Breaking Sticks

After two months of interviews, recruiting season is finally over. I think I went through about 20 total hours of interviews and probably 40 interview questions. Although there were some boring or tedious ones, there were definitely several interesting questions as well.

1. Breaking Sticks

Let \(m\) denote the length of the shortest piece. We'll tackle this problem by deriving a formula for \(\mathbb{P}(m > x)\) for all \(x \in [0, 1]\).

First, denote \( \{ l_1, l_2, \ldots, l_{100} \} \) as the lengths of all 100 pieces. We can see that $$ \mathbb{P}(m > x) = \mathbb{P}(l_1 > x \land l_2 > x \land \cdots \land l_{100} > x) $$ From this, we can can reformulate the problem as solving for $$ \mathbb{P}(l_1 > x \land l_2 > x \land \cdots \land l_{100} > x) $$

The probability \( \mathbb{P}(l_1 > x \land l_2 > x \land \cdots \land l_{100} > x) \) is the probability that all 100 pieces are larger than \(x\). Consider the equivalent scenario of cutting 100 pieces on the interval \([0, 1-100x]\) and then adding length \(x\) to each of the 100 pieces. We can see that the resulting set of pieces is equivalent to cutting 100 pieces from the meter stick such that all pieces are longer than \(x\).

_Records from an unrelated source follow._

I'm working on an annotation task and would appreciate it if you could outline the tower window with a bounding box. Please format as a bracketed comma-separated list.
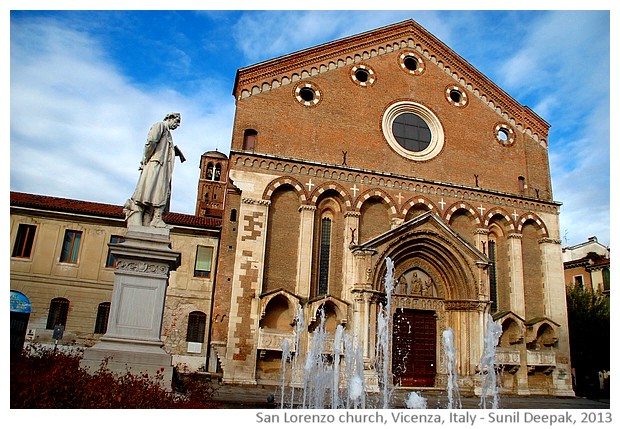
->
[243, 130, 258, 150]
[194, 246, 213, 277]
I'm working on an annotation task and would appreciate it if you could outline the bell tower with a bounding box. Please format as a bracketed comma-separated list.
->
[195, 150, 228, 216]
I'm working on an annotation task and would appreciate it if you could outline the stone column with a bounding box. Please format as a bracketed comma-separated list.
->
[342, 211, 360, 301]
[539, 238, 575, 396]
[507, 233, 525, 318]
[81, 225, 181, 388]
[295, 205, 316, 298]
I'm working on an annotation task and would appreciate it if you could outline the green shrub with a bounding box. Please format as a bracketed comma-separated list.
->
[10, 346, 218, 409]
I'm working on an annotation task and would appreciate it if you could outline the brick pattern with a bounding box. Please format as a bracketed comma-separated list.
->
[241, 212, 263, 241]
[233, 250, 258, 361]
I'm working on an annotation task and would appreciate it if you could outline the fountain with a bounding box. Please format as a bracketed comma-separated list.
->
[442, 328, 461, 409]
[280, 258, 501, 409]
[480, 314, 502, 408]
[375, 258, 394, 409]
[405, 392, 427, 410]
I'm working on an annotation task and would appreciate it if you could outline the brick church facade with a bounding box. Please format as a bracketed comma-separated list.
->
[207, 21, 573, 396]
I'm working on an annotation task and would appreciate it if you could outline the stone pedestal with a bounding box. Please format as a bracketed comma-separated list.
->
[81, 226, 181, 388]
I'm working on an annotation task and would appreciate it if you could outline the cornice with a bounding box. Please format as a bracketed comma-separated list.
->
[233, 20, 549, 147]
[230, 149, 562, 213]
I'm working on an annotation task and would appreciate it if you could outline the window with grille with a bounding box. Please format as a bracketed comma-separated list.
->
[11, 224, 37, 258]
[105, 235, 125, 267]
[45, 298, 69, 329]
[319, 218, 332, 295]
[95, 302, 110, 334]
[60, 229, 82, 264]
[194, 246, 213, 277]
[186, 311, 207, 343]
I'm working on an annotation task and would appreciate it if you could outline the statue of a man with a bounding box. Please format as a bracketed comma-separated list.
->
[124, 113, 185, 228]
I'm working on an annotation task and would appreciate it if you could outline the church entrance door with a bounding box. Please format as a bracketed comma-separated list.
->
[392, 309, 437, 387]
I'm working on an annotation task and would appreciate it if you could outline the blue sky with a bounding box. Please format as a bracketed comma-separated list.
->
[8, 5, 617, 245]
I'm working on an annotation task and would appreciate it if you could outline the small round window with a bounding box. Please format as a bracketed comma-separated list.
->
[446, 86, 467, 107]
[495, 124, 515, 146]
[351, 64, 375, 86]
[295, 83, 321, 107]
[381, 101, 444, 161]
[399, 52, 424, 75]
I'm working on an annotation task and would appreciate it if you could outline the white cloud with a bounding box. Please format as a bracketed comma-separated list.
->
[11, 20, 234, 213]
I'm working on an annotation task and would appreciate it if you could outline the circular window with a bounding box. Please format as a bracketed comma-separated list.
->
[295, 83, 321, 107]
[446, 86, 467, 107]
[392, 113, 431, 152]
[381, 101, 444, 161]
[495, 124, 515, 146]
[351, 65, 375, 86]
[399, 52, 424, 75]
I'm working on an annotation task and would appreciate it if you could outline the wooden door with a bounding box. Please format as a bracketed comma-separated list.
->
[392, 309, 437, 387]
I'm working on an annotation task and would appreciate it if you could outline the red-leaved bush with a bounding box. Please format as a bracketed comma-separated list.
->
[11, 346, 219, 409]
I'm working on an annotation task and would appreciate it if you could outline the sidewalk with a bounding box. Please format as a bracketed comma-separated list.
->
[213, 385, 610, 409]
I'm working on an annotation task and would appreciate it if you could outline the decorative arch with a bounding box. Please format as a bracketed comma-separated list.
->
[373, 230, 478, 300]
[444, 201, 482, 225]
[400, 195, 441, 218]
[355, 188, 398, 217]
[308, 295, 348, 325]
[310, 182, 352, 210]
[263, 176, 308, 204]
[517, 212, 549, 237]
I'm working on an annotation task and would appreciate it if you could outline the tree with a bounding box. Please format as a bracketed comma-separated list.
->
[566, 285, 610, 396]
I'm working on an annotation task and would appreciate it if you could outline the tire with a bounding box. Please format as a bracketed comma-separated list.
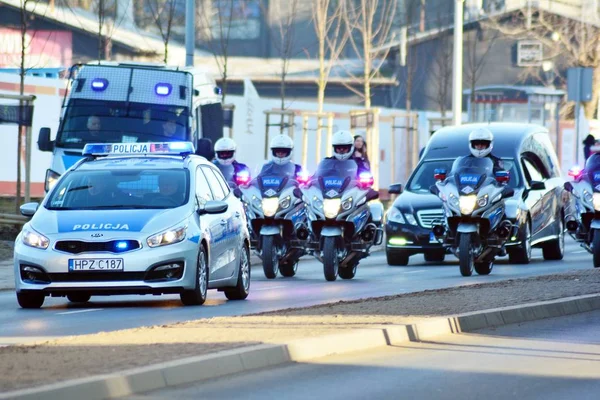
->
[17, 292, 46, 309]
[592, 229, 600, 268]
[338, 263, 358, 279]
[542, 219, 565, 260]
[67, 293, 92, 303]
[458, 233, 474, 276]
[262, 236, 279, 279]
[179, 246, 208, 306]
[423, 251, 446, 263]
[279, 261, 298, 278]
[385, 250, 410, 266]
[475, 261, 494, 275]
[225, 246, 251, 300]
[507, 223, 531, 264]
[323, 237, 340, 282]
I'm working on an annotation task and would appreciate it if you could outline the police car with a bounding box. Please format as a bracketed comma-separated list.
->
[14, 142, 250, 308]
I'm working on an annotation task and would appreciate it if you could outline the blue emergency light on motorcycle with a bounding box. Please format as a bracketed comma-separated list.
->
[154, 83, 173, 96]
[82, 142, 195, 157]
[92, 78, 108, 92]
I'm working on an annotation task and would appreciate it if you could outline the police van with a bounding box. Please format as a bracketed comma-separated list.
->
[38, 61, 223, 191]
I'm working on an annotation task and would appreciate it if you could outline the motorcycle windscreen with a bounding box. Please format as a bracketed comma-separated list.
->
[256, 163, 296, 197]
[451, 157, 494, 189]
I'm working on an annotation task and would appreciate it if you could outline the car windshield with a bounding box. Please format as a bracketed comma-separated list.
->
[45, 169, 189, 210]
[406, 159, 521, 193]
[56, 99, 189, 149]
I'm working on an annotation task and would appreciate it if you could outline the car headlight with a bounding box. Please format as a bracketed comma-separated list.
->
[146, 225, 187, 247]
[323, 199, 342, 218]
[387, 207, 406, 224]
[262, 197, 279, 217]
[404, 213, 417, 226]
[458, 194, 477, 215]
[44, 169, 60, 192]
[477, 194, 488, 207]
[22, 229, 50, 250]
[342, 197, 352, 211]
[279, 196, 292, 210]
[592, 193, 600, 211]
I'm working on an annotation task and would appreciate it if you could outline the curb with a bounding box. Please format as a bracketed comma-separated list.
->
[0, 294, 600, 400]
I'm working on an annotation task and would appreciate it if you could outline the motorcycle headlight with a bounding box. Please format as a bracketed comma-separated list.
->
[342, 197, 352, 211]
[592, 193, 600, 211]
[279, 196, 292, 210]
[448, 194, 460, 207]
[44, 169, 60, 192]
[262, 197, 279, 217]
[146, 225, 187, 247]
[387, 207, 406, 224]
[323, 199, 342, 218]
[22, 229, 50, 250]
[404, 213, 417, 226]
[477, 194, 488, 207]
[458, 195, 477, 215]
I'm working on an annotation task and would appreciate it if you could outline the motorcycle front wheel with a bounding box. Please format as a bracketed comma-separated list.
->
[262, 236, 279, 279]
[458, 233, 474, 276]
[323, 237, 340, 282]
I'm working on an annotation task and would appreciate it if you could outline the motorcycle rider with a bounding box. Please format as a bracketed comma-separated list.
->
[467, 128, 504, 173]
[261, 135, 303, 180]
[214, 137, 250, 183]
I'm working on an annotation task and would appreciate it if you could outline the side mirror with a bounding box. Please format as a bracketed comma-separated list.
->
[433, 168, 447, 181]
[388, 183, 402, 194]
[198, 200, 229, 215]
[529, 181, 546, 190]
[494, 171, 510, 183]
[38, 128, 54, 151]
[502, 187, 515, 199]
[19, 203, 40, 217]
[563, 182, 573, 193]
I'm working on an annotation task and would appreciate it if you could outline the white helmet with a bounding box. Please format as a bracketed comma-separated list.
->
[270, 135, 294, 165]
[215, 138, 236, 165]
[331, 131, 354, 160]
[469, 128, 494, 158]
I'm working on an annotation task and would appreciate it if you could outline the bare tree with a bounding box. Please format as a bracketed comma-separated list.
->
[462, 24, 499, 121]
[147, 0, 178, 64]
[198, 0, 246, 103]
[343, 0, 397, 108]
[269, 0, 298, 111]
[312, 0, 348, 113]
[428, 26, 454, 118]
[489, 6, 600, 118]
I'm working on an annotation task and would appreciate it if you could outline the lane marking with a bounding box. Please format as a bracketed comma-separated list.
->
[250, 286, 287, 292]
[56, 308, 104, 315]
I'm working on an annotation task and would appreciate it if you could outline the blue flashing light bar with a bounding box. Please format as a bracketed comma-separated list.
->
[82, 142, 195, 157]
[154, 83, 173, 96]
[92, 78, 108, 92]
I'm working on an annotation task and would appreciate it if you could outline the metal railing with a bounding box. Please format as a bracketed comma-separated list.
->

Thus, this probability is the same as making 99 cuts in the interval \([0, 1-100x]\). $$ \mathbb{P}(m > x) = \mathbb{P}(l_1 > x \land l_2 > x \land \cdots \land l_{100} > x) = (1 - 100x)^{99} $$

Finally, we can solve for the expected value as $$ \mathbb{E}[m] = \int_{0}^{\frac{1}{100}} \mathbb{P}(m > x) dx = \int_{0}^{\frac{1}{100}} (1 - 100x)^{99} dx = \frac{1}{10000} $$ Thus, our answer is \( 1 / 10000 = 0.0001 \).

We can experimentally verify this through a couple lines of Python code:

import numpy as np
import matplotlib.pyplot as plt

samples = 50000
num_cuts = 99
breaks = np.random.uniform(0, 1, (samples, num_cuts))
breaks = np.sort(breaks, axis=1)
breaks = np.diff(breaks, axis=1, prepend=0, append=1)
breaks = np.min(breaks, axis=1)

print(f"Mean: {np.mean(breaks):.5} | Std: {np.std(breaks):.5}")

x = np.linspace(np.min(breaks), np.max(breaks), num=50)
y = 9900 * (1 - 100 * x) ** 98

plt.hist(breaks, bins=100, density=True, label="Sampled Distribution")
plt.plot(x, y, label="True Distribution")
plt.legend()
plt.title("Distribution of minimum length")
plt.ylabel("Frequency")
plt.xlabel("Min length piece")
plt.show()

Running this yields the following graph

And gives an sample mean of 0.0001002342, which is very close to our theoretical mean.